The thought experiment known as Schrödinger's cat is one of the most famous, and misunderstood, concepts in quantum mechanics. By thinking deeply about it, researchers have come to spectacular insights about physical reality.
Who came up with Schrödinger's cat?
The Austrian physicist Erwin Schrödinger, who helped found the discipline of quantum mechanics, first conceived of his feline conundrum in 1935 as a commentary on problems originally posed by the luminary Albert Einstein, according to an article in Quanta Magazine.
While developing their new understanding of the subatomic realm, most of Einstein and Schrödinger's colleagues had realized that quantum entities exhibited extremely odd behaviors. The Danish physicist Niels Bohr championed an understanding that particles like electrons did not have well-defined properties until they were measured. Before that, the particles existed in what's known as a superposition of states, with, for example, a 50% chance of being oriented "up" and a 50% chance of being oriented "down."
Einstein, in particular, did not like this indecisive explanation. He wanted to know how, exactly, the universe knows that someone is measuring something. Schrödinger highlighted this absurdity with his notorious conceptual cat.
Suppose one builds a strange contraption, Schrödinger wrote in a 1935 paper called "The Current Situation in Quantum Mechanics." The apparatus consists of a box with a sealed vial of cyanide, above which is suspended a hammer attached to a Geiger counter aimed at a small lump of mildly radioactive uranium. Inside the box, there's also a kitty (and remember, this is a thought experiment that's never actually been carried out).
The box is sealed, and the experiment is left to run for some set amount of time, perhaps an hour. In that hour, the uranium, whose particles obey the laws of quantum mechanics, has some chance of emitting radiation that will then be picked up by the Geiger counter, which will, in turn, release the hammer and smash the vial, killing the cat by cyanide poisoning.
According to folks like Bohr, until the box is opened and the cat's status is "measured," it will remain in a superposition of both living and deceased. People like Einstein and Schrödinger balked at such a possibility, which doesn't accord with everything our ordinary experience tells us — cats are either alive or dead, not both at the same time.
"[Q]uantum physics lacked an important component, a story about how it lined up with things in the world," wrote science journalist Adam Becker in his book "What Is Real?" (Basic Books, 2018). "How does a phenomenal number of atoms, governed by quantum physics, give rise to the world we see around us?"
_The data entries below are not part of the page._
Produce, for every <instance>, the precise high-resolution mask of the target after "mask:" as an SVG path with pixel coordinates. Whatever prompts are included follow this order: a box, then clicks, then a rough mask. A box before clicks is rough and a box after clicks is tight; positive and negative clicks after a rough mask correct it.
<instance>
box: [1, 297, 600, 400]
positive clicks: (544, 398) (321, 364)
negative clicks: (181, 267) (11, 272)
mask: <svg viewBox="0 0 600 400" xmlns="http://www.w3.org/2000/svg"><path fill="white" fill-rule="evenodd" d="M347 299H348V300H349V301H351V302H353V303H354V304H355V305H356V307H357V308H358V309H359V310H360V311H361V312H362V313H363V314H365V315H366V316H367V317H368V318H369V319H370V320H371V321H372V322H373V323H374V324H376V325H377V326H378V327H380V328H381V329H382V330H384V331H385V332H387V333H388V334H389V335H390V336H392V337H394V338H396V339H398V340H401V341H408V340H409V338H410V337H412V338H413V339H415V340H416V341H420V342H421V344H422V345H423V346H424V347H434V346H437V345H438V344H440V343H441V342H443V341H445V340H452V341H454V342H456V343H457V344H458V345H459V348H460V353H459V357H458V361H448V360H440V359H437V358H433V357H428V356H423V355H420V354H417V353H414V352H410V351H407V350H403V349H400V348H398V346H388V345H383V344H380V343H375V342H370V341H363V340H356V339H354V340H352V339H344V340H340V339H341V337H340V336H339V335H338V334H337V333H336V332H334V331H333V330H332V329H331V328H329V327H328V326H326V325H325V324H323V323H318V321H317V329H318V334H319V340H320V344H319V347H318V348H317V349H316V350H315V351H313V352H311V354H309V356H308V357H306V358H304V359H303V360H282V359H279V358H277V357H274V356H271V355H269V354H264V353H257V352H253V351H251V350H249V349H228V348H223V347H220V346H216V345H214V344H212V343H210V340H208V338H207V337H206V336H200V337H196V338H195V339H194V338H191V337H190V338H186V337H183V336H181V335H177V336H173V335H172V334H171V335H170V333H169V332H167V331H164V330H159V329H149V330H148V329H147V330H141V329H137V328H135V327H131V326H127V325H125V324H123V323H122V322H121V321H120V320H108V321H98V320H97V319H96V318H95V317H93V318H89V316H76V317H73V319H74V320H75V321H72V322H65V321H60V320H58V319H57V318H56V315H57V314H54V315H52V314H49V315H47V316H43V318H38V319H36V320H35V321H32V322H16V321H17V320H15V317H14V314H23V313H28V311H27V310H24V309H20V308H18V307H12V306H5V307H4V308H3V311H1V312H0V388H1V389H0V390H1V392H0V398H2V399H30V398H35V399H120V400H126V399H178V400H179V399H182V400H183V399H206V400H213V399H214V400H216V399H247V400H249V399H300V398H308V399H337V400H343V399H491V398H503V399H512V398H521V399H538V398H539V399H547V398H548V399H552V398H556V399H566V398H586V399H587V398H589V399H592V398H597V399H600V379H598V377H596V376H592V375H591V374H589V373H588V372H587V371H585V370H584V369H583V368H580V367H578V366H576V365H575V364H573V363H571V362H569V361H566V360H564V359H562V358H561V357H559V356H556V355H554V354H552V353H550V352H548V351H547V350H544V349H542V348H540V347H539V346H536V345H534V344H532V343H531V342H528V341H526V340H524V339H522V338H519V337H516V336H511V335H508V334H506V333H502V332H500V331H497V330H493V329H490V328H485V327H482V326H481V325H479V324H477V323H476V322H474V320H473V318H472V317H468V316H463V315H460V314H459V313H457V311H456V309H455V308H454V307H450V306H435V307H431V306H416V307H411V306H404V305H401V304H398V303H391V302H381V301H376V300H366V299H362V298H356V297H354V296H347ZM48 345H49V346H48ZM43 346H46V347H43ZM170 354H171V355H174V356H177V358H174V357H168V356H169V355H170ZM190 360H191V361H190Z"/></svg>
Is Schrödinger's cat real?
Schrödinger's cat cut to the heart of what was bizarre about Bohr's interpretation of reality: the lack of a clear dividing line between the quantum and everyday realms. While most people think it provides an example in support of particles lacking clearly-defined properties until they are measured, Schrödinger's original intention was the exact opposite—to show that such an idea was nonsensical. Yet, for many decades, physicists largely ignored this problem, moving on to other quandaries.
But starting in the 1970s, researchers were able to show that quantum particles can be created in states that always correspond to one another — so if one shows an "up" orientation, the other will be "down" — a phenomenon that Schrödinger called entanglement. Such work has been used to underpin the emerging field of quantum computing, which promises to produce calculating machines that are far faster than current technologies.
In 2010, physicists also managed to create a real-world version of Schrödinger's cat, albeit in a way that doesn't involve felicide (aka, kitty murder). University of California, Santa Barbara, scientists built a resonator, basically a tiny tuning fork, the size of the pixel on a computer screen. They put it into a superposition in which it was both oscillating and not oscillating at the same time, showing that relatively large objects can occupy bizarre quantum states.
More-recent experiments have put groups of up to 2,000 atoms in two different places at the same time, further blurring the dividing line between the microscopic and macroscopic. In 2019, researchers at the University of Glasgow even managed to take a photo of entangled photons using a special camera that snapped a picture whenever a photon showed up with its entangled partner.
While physicists and philosophers have yet to agree on how to think about the quantum world, Schrödinger's insights have produced many fruitful research avenues and are likely to continue doing so for the foreseeable future.